My body has been tested on this
trip. I have been pushing myself more than I ever have at home with the idea
that if I let myself off easy, I will miss out on an experience. We walk
everywhere here in Athens, Rhodes and on all the little day trips. My feet will
be screaming, my legs numb, my back sore and my shoulders hunched over and
pinched but my mind will be pushing for me to keep going. Markelle calls this a
‘cheerleader’. My body has been going through phases jumping back and forth
between excitement (when looking forward to something today/tomorrow) and
lethargy (towards the end of a long day) and my mind even begins to waiver.
Towards the end of a long day, with lots of walking and loaded with fun
experiences, my mind begins to slow down and I feel my mind affected by the
fatigue of my body.
I also haven’t been sleeping
much. Every day I tell myself I will get my blog done early today and I will go
to bed before 10:30. Then, I head down to dinner with my classmates, we end up
staying there for the entirety of a Greek dinner (almost 2 hours), and I still
have my blog to write and my assigned reading to go over. By the time I go to
bed, it’s after midnight. I end up getting woken up earlier than I plan and
never feeling like I have gotten a good night’s sleep. This trip is both
extremely fulfilling and also very tiring. I don’t want to miss a thing so I
allow myself to neglect my body’s needs and stay awake. I’ll sleep when I get
home. I am also guessing that this is why I have been sick for more than 2
weeks….If I gave myself a full day to just relax and rest, I would have been
better by now. But I can’t pick a single moment of this trip that I would leave
out simply to sleep. No way. I am nowhere near sick enough to justify that.

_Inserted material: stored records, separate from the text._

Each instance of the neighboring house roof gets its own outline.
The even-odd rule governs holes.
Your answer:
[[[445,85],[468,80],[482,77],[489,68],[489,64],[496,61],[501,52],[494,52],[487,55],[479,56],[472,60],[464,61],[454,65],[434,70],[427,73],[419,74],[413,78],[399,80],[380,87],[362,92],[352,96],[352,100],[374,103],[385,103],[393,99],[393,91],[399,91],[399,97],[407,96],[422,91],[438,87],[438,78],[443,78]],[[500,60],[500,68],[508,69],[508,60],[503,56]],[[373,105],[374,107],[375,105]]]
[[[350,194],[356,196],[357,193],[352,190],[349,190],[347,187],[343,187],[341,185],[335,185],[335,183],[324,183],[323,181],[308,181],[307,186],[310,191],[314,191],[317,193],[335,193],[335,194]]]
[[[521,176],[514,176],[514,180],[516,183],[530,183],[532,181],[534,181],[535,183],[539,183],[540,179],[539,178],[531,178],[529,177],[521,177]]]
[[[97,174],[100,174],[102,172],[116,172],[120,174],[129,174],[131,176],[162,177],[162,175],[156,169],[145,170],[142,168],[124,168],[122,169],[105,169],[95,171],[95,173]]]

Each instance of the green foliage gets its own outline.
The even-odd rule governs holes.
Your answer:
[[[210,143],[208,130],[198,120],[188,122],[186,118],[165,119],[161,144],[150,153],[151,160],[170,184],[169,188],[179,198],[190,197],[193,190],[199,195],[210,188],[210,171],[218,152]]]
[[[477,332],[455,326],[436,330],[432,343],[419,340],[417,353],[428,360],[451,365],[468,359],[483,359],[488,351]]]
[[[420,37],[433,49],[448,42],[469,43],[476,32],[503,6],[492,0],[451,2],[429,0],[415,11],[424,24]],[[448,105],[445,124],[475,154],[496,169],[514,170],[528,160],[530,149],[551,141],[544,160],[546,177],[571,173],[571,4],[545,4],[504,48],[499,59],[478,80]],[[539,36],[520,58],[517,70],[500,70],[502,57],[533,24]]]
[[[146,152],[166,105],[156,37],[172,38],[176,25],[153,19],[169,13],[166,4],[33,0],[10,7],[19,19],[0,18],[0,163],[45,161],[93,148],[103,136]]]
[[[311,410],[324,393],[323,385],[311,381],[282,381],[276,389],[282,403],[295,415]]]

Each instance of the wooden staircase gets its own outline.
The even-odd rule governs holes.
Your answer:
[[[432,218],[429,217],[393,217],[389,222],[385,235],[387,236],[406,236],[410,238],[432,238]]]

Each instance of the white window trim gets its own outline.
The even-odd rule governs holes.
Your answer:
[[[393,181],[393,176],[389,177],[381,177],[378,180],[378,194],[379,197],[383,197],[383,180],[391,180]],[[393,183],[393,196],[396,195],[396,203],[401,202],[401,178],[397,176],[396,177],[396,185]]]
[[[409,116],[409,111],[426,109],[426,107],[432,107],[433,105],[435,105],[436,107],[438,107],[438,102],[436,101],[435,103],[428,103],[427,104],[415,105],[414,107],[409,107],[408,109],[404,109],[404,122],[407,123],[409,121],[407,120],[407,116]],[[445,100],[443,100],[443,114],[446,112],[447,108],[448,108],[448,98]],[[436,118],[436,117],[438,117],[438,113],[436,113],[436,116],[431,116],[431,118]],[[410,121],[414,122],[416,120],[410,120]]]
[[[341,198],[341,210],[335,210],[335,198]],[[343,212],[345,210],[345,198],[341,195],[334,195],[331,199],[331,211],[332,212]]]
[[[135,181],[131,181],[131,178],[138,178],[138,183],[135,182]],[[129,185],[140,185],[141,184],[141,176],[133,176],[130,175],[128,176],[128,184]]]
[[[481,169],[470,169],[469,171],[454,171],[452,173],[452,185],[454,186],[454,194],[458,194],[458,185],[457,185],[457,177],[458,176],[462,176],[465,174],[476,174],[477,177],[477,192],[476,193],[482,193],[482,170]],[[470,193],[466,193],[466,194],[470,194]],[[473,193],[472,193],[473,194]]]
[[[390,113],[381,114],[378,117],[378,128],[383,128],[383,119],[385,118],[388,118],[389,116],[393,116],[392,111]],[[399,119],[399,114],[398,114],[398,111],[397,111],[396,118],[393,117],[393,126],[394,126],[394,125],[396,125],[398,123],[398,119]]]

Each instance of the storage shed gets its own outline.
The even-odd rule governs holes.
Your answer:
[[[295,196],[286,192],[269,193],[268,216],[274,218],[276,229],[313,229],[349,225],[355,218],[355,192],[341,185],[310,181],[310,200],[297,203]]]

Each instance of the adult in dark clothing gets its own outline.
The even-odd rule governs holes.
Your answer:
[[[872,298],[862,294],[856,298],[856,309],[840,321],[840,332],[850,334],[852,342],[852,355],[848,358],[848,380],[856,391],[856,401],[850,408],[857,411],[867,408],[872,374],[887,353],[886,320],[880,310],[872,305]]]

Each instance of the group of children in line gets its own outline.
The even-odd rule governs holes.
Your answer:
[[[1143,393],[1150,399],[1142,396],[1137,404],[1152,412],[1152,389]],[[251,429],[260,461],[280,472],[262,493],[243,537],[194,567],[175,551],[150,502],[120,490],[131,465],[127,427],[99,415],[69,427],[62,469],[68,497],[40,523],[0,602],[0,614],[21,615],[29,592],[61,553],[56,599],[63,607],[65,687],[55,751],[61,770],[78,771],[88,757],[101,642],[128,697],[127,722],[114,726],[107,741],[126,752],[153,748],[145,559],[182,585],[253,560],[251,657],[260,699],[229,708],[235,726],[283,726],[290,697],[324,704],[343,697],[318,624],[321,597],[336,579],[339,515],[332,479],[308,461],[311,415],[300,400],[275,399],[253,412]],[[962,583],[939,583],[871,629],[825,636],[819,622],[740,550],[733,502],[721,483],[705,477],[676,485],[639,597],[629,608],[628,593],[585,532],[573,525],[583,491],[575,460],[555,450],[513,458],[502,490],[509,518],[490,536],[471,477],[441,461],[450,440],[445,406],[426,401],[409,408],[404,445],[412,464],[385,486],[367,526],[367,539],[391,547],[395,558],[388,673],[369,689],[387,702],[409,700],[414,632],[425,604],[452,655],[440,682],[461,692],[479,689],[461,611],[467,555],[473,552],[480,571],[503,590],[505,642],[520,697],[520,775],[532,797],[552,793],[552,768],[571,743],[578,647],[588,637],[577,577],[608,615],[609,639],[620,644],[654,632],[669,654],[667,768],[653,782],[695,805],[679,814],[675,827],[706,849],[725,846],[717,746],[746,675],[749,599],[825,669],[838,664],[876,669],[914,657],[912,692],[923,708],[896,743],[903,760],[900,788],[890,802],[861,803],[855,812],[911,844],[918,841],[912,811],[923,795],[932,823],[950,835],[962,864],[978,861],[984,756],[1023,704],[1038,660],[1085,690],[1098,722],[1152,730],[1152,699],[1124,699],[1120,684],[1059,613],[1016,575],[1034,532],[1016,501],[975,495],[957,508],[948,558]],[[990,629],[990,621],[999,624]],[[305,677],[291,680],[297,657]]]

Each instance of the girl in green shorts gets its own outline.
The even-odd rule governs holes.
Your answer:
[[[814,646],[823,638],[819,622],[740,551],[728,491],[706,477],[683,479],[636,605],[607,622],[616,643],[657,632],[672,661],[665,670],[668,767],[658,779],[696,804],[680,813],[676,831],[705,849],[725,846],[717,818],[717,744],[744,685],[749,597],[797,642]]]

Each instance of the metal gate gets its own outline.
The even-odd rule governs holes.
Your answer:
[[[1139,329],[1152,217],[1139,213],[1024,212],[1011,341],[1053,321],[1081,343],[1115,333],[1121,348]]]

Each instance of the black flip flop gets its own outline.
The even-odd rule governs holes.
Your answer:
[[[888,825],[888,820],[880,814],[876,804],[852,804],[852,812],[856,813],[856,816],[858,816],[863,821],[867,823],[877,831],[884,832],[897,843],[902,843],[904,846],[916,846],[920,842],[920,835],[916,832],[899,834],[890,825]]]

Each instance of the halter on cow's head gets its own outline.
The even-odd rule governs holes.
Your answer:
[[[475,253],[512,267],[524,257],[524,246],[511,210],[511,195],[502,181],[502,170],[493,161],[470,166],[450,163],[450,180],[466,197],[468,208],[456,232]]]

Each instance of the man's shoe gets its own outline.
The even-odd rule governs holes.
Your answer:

I keep thinking that with every
ache or pain or yawn I experience on this trip I am learning more about myself,
the people around me, Greek culture and being an international citizen. These
life lessons are enriching my soul. The things I learn here are changing me as
a person and contributing to who I will become-changing my soul. In class we
have been learning about how the body and the soul can be ruled over by the
mind. A mind which seeks knowledge is a reasonable mind. A mind with reason can
reach wisdom and through wisdom, a person is able to become closer to God. So,
in a way, all the aches and pains and fatigue I experience in my body are being
trumped by the incredible experience I am having, the lessons I am learning,
and my mind’s determination to soak it all in.